On the request of A.W. Straton, who was Registrar Punjab University, Lahore from the years 1900 to 1902, MRS wrote "Katak Bhasha Sutra", a work of great value.

As was natural, when the Research Department was set up by the Maharaja's government in 1912, MRS was chosen as its Head Pandit. Later, he rose to the position of Officer Incharge, Research and Archaeological Department, a post he held till 1919.

In 1908, MRS worked closely with Sten Konow, Epigraphist to Government of India, and David B. Spooner, Superinten- dant Archaeological Survey. MRS was a great help to A.M Francki during the latter's archaeological explorations in Ladakh-Tibet border, in deciphering Sharada and Devanagari inscriptions. Wrote Francki, who was senior Archaeologist, Government of India "The Dras inscriptions which had been given up in despair by Sir William Cunningham became perfectly intelligible under the treatment of Mukund Ram Shastri. This gentleman has extra- ordinary ability to decipher and interpret inscriptions in Sharada and Devanagari which are in bad state of preservation."

During the years 1903 to 1907, MRS worked on ancient history of Kashmir and ably assisted Spooner in his work on Jonaraja's "Jaina Rajataringini", which covers Sultan Zain-ul-Abidin's period. He also proved of immense help to Sir John Marshall in his archaeological explorations in Kashmir. But perhaps the finest hour in MRS' life was when he critically edited a whole series of texts on Kashmir Shaivism during his tenure in the Research Department of Jammu and Kashmir. Of the 29 books brought out by the Department under the title "Kashmir Series of Texts and Studies", as many as 23 were edited by MRS, including "Shiva Sutra Vimarshini", "Spanda Karika", "Tantraloka", "Tantrasara", "Ishwar Pratibijnya", "Paratrimshika" and "Parmarthasara". This series of Shaiva texts is perhaps a monumental accomplishment of the great scholar for which his name shall be ever taken with pride and. profound respect.

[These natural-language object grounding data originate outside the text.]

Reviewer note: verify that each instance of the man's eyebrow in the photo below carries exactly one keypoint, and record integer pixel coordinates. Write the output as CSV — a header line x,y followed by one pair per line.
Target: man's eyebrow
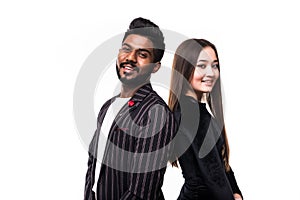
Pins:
x,y
140,49
126,44
207,61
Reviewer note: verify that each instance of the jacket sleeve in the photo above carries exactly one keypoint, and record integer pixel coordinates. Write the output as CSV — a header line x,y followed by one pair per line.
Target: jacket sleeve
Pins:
x,y
233,183
88,193
153,147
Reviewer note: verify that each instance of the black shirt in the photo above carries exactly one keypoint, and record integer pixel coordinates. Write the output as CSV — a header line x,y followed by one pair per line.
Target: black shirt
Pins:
x,y
201,141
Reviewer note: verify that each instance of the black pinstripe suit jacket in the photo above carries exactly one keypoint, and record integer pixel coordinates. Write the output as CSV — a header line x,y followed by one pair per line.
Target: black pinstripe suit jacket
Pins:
x,y
136,152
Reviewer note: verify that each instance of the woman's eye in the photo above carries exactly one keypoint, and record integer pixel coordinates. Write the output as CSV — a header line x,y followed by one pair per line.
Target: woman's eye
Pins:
x,y
215,66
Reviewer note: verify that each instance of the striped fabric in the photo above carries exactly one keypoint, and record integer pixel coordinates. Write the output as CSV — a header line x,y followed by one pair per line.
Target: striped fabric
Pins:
x,y
137,150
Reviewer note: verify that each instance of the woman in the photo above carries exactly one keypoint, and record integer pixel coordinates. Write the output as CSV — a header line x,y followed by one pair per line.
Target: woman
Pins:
x,y
201,143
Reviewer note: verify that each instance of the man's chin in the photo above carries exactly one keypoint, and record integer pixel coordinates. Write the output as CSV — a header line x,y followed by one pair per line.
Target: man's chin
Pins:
x,y
132,82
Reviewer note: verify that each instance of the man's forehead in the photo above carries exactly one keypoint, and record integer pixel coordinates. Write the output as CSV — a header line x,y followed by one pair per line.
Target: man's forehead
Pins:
x,y
138,42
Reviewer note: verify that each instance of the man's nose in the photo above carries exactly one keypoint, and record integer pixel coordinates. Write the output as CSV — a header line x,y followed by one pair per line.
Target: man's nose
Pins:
x,y
209,71
131,56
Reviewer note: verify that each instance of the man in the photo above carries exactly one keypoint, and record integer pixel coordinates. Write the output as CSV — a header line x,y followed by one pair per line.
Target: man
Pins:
x,y
139,137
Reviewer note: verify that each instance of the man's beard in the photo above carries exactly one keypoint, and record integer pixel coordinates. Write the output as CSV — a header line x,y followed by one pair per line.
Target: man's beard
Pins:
x,y
139,80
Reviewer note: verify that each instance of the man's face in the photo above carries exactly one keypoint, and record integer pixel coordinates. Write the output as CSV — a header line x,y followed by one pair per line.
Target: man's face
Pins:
x,y
134,63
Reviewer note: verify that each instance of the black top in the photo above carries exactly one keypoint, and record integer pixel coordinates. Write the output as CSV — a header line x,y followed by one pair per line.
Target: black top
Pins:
x,y
201,140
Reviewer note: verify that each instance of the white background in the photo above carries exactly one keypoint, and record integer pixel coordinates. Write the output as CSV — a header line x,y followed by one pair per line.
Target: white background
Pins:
x,y
43,45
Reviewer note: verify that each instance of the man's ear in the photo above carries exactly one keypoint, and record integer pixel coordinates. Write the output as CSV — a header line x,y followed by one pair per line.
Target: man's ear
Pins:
x,y
156,67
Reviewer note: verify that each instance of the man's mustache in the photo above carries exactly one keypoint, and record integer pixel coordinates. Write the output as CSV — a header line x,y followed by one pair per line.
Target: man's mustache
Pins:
x,y
132,65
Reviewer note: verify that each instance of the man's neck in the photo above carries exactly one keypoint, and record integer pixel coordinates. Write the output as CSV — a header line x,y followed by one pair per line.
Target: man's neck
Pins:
x,y
129,90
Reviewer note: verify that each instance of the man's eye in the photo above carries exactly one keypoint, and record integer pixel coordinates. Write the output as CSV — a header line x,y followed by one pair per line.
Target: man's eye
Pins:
x,y
202,66
125,49
143,55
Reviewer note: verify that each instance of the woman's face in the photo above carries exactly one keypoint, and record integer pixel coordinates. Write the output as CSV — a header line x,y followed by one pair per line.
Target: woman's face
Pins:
x,y
206,71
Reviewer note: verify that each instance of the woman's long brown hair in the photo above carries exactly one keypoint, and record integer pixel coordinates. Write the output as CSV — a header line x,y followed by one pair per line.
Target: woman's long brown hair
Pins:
x,y
184,63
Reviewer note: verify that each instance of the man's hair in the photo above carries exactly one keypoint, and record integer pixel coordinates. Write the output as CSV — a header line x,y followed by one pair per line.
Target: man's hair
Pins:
x,y
148,29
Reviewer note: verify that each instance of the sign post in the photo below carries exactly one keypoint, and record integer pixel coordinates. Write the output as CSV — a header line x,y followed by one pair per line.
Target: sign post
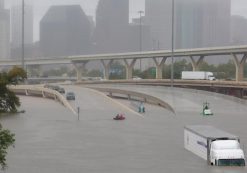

MRS also edited and published "Mahanaya Prakash" one of the earliest extant works in Kashmiri.

Apart from these texts, the compilation and translation of Lalla Dyad's verses under the title " Lalavakyani" by George Grierson and L.D. Barnelt in 1920 also owes much to the labours of MRS, who also helped Grierson in editing the "Kashmira Shadamrita" by Ishwar Kaul.

With such brilliant attainments to his credit it is no wonder that the title "Mahamahopadhyaya" was conferred upon MRS in recognition of his profound knowledge of a vast range of subjects from Sanskrit language and literature and philosophy to grammar and epigraphy.

MRS left his mortal frame in 1921, leaving behind the imprint of his genius on his great works of scholarship.

To his Western counterparts he was a kindred spirit. Grierson called him his "old friend". Stein observed: "I shall always be glad to remember him among my friends". Dr. Hutzch records "In him also I hope to have found at once a friend whom I shall never forget". To all those for whom Kashmir is not just a geographical denomination but a repository of learning and ideas, MRS will ever, remain a guiding star.